All you get is a peek at the member dashboard

Would you at least like a peek at the Member's Area? When we went to navigate away from the 90 Day Korean site, we got a pop-up offering a 4-minute preview of the membership. (That may be available somewhere else on the website, but that's how we discovered it.) It's a good way to really see what Inner Circle, Korean Gym, My Korean Coach, and My Community will look like if you sign up. Still, it was disappointing to us that we had to look at third-party sites and bloggers to see screenshots of how 90 Day Korean presents its lessons.
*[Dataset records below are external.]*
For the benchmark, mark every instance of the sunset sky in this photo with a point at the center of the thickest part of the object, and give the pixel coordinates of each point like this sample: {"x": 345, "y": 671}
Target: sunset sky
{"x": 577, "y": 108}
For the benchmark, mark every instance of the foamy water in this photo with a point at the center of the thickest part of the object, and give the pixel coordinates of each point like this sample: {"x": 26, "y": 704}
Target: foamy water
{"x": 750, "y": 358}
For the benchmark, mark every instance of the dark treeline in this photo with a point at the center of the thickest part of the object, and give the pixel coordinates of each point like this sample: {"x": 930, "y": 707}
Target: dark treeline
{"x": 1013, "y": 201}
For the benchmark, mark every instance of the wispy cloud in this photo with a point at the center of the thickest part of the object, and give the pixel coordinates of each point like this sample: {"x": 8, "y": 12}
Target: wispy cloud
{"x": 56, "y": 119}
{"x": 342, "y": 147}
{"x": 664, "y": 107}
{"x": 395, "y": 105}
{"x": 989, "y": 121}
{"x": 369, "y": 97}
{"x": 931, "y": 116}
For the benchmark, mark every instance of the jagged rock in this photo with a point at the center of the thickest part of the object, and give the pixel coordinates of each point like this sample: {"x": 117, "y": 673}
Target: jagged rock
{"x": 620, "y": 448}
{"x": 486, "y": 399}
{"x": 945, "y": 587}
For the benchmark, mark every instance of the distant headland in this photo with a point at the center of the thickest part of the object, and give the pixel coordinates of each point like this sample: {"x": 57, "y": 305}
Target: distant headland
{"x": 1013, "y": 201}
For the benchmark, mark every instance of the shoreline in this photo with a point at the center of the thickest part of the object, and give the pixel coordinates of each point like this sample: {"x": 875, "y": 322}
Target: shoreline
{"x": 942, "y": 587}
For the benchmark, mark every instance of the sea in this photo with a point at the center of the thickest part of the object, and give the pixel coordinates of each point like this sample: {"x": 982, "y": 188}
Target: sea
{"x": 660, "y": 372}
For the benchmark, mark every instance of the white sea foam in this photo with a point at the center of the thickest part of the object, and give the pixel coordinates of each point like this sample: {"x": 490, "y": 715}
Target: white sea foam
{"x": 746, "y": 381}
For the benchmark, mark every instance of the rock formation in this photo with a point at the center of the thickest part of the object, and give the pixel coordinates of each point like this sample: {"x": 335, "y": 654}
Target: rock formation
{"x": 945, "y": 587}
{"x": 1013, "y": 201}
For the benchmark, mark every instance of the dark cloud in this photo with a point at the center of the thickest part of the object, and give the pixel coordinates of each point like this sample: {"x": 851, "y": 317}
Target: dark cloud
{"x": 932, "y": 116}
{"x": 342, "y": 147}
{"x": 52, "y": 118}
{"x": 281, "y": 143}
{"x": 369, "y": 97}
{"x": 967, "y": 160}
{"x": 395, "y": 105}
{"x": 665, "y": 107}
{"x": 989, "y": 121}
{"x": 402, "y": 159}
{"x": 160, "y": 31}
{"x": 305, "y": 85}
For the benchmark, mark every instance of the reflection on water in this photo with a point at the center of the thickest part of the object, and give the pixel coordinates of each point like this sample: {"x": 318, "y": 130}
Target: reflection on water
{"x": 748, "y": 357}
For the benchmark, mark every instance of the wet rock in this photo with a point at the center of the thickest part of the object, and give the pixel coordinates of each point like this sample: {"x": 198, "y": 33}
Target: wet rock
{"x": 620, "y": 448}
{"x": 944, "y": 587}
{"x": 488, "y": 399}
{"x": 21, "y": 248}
And we actually liked what we saw there.

Best Korean Lessons

Prices have gone up

As with everything these days, pricing has gone up at 90 Day Korean since our last review. You'll still pay just $35/month for the Standard plan, but the discount for paying annually has gone down: in the past, it was $239/year, but at the time of this review that had increased to $299. For the VIP plan, the monthly cost increased from $47 to $59, and the annual discount went way down: you'll now pay $500 for a year's membership, when it used to be $327. Ouch. But, keep in mind that if you have more than one person in your household learning the language, you can get a 25% discount on each person's registration if you reach out via email and ask for a family plan.

30-day money-back guarantee if you don't love it

We wish we could say that thousands and thousands of people are using 90 Day Korean and loving it. That might actually be true. But aside from some testimonials on their website, we didn't find an overwhelming amount of feedback. The good news is that there's a 30-day money-back guarantee here, and we didn't see any indication that the company doesn't honor it completely, so you could comfortably give the platform a try for yourself.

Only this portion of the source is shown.